Known West Nile virus infection:

  • is a contraindication to donation of solid organs for transplantation
  • is a contraindication to tissue donation

For asymptomatic donors returning from affected areas, an individual risk assessment is required before donation.

Donor transmission may occur from an asymptomatic individual or from a donor who died of unrecognised and therefore undiagnosed West Nile neuroinvasive disease. SaBTO has considered the implications should an organ and tissue donor test positive for West Nile virus infection posthumously following the transplantation of an organ and published guidance: West Nile virus and solid organ transplantation: SaBTO statement.

Progressive multifocal leukoencephalopathy

Progressive multifocal leukoencephalopathy is a rare, progressive central nervous system disorder caused by the JC virus.

Previous JC virus infection is not a contraindication to donation of tissues or organs.

A confirmed diagnosis of progressive multifocal leukoencephalopathy is an absolute contraindication to donation of tissues or organs.

Listeria monocytogenes

Listeria monocytogenes may cause meningitis or septicaemia.

Although the potential for disease transmission exists there are no reported cases.

Listeria monocytogenes is a relative contraindication to donation of solid organs for transplantation. Donation may be considered if there is adequate antimicrobial treatment in the donor.

Specialist microbiological advice must be sought.

Careful consideration of benefits from transplant is required.

For acute infection, Listeria monocytogenes is an absolute contraindication to donation of tissues unless life preserving. Can be accepted once infection is resolved

Mumps, measles and rubella

No reported transmission.

Acute disease is a relative contraindication to donation of solid organs for transplantation.

Specialist microbiological advice must be sought.

Careful consideration of benefits from transplant is required.

Acute disease is an absolute contraindication to donation of tissues unless life preserving.

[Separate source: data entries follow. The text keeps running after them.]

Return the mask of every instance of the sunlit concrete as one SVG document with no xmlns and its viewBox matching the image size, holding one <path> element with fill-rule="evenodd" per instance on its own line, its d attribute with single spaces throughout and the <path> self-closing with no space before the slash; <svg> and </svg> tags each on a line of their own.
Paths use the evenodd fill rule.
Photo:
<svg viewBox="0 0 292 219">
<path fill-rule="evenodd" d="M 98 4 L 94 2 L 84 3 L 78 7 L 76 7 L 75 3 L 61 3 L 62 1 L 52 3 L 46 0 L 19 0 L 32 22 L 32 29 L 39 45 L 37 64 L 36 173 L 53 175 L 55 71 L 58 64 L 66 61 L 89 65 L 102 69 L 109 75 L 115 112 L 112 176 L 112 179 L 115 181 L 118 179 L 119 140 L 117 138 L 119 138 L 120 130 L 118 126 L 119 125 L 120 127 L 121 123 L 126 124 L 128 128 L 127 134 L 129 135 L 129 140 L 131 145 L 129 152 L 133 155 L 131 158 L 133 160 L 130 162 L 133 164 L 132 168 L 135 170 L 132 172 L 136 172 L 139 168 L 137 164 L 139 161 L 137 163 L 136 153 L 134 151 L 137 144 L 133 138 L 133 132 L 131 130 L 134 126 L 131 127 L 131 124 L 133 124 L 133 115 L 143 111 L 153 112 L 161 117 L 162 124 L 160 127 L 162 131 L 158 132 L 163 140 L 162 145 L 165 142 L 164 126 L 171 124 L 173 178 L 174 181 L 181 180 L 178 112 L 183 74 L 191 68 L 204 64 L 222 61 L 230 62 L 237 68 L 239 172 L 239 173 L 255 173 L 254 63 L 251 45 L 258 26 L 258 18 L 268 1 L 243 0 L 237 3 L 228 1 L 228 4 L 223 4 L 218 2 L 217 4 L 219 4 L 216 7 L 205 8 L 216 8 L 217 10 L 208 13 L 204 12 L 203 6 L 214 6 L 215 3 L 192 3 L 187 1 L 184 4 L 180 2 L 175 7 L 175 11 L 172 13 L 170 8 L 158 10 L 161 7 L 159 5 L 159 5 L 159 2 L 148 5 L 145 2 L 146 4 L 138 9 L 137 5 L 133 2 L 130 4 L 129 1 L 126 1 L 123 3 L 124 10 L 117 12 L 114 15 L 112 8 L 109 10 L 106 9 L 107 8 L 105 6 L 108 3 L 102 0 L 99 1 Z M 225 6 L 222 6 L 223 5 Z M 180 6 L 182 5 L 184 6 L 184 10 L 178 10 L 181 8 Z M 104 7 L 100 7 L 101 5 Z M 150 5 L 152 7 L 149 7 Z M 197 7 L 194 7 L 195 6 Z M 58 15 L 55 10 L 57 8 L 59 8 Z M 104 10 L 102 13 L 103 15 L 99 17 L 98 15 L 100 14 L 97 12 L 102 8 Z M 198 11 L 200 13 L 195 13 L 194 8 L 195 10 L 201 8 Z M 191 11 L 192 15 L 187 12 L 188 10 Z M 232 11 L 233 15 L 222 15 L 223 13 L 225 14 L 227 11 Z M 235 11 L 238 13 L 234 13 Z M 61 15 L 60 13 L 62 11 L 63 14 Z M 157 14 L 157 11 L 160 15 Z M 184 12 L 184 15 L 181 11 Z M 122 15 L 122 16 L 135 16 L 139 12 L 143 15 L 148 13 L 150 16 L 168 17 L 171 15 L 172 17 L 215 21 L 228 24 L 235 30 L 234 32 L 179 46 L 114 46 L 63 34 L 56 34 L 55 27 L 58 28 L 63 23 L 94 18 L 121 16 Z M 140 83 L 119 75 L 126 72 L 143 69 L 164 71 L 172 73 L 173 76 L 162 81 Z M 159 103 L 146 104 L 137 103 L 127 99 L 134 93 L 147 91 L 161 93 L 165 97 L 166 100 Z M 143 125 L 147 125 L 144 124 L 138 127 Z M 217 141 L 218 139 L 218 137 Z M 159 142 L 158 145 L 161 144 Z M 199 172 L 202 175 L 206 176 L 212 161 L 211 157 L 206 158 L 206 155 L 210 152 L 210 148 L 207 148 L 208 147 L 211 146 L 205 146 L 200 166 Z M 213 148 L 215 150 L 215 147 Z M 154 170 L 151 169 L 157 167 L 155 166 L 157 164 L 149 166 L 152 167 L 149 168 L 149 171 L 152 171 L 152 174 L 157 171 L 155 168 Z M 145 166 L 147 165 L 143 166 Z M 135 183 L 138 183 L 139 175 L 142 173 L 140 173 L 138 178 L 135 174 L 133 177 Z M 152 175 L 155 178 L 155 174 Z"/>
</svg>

Middle East Respiratory Syndrome - coronavirus (MERS-CoV)

Where acute disease is confirmed, there is no evidence base to support safe use of substances of human origin.

MERS-CoV:

  • is an absolute contraindication to donation of solid organs for transplantation
  • is an absolute contraindication to donation of tissues

MPox (formerly called Monkeypox)

There are no reports to date of transmission of Mpox through transplantation but there remains a theoretical risk of transmission if the donor was viraemic with asymptomatic infection or contact with Mpox in the previous 21 days.

Acute illness, if confirmed, is an absolute contraindication to donation of tissues and solid organs for transplantation.

Donation can be accepted following exposure to Mpox more than 21 days before, with no signs or symptoms of Mpox.

Donation can be accepted after complete recovery from Mpox at least 14 days previously.

Severe acute respiratory syndrome (SARS)

Where acute disease is confirmed, there is no evidence base to support safe use of substances of human origin.

SARS:

  • is an absolute contraindication to donation of solid organs for transplantation
  • is an absolute contraindication to donation of tissues

Rabies

Rabies:

  • is an absolute contraindication to donation of solid organs for transplantation
  • is an absolute contraindication to donation of tissues

Yellow fever

Yellow fever:

  • is an absolute contraindication to donation of solid organs for transplantation
  • is an absolute contraindication to donation of tissues

Viral haemorrhagic fevers (VHF)

In general:

  • acute disease is an absolute contraindication to donation of solid organs for transplantation
  • acute disease is an absolute contraindication to donation of tissues
  1. Abanyie FA, Gray EB, Delli Carpini KW, Yanofsky A, McAuliffe I, Rana M,Chin-Hong PV, Barone CN, Davis JL, Montgomery SP and Huprikar S. Donor-derived Strongyloides stercoralis infection in solid organ transplant recipients in the United States, 2009 to 2013 American Journal of Transplantation: volume 15(5), pages 1,369-75, May 2015.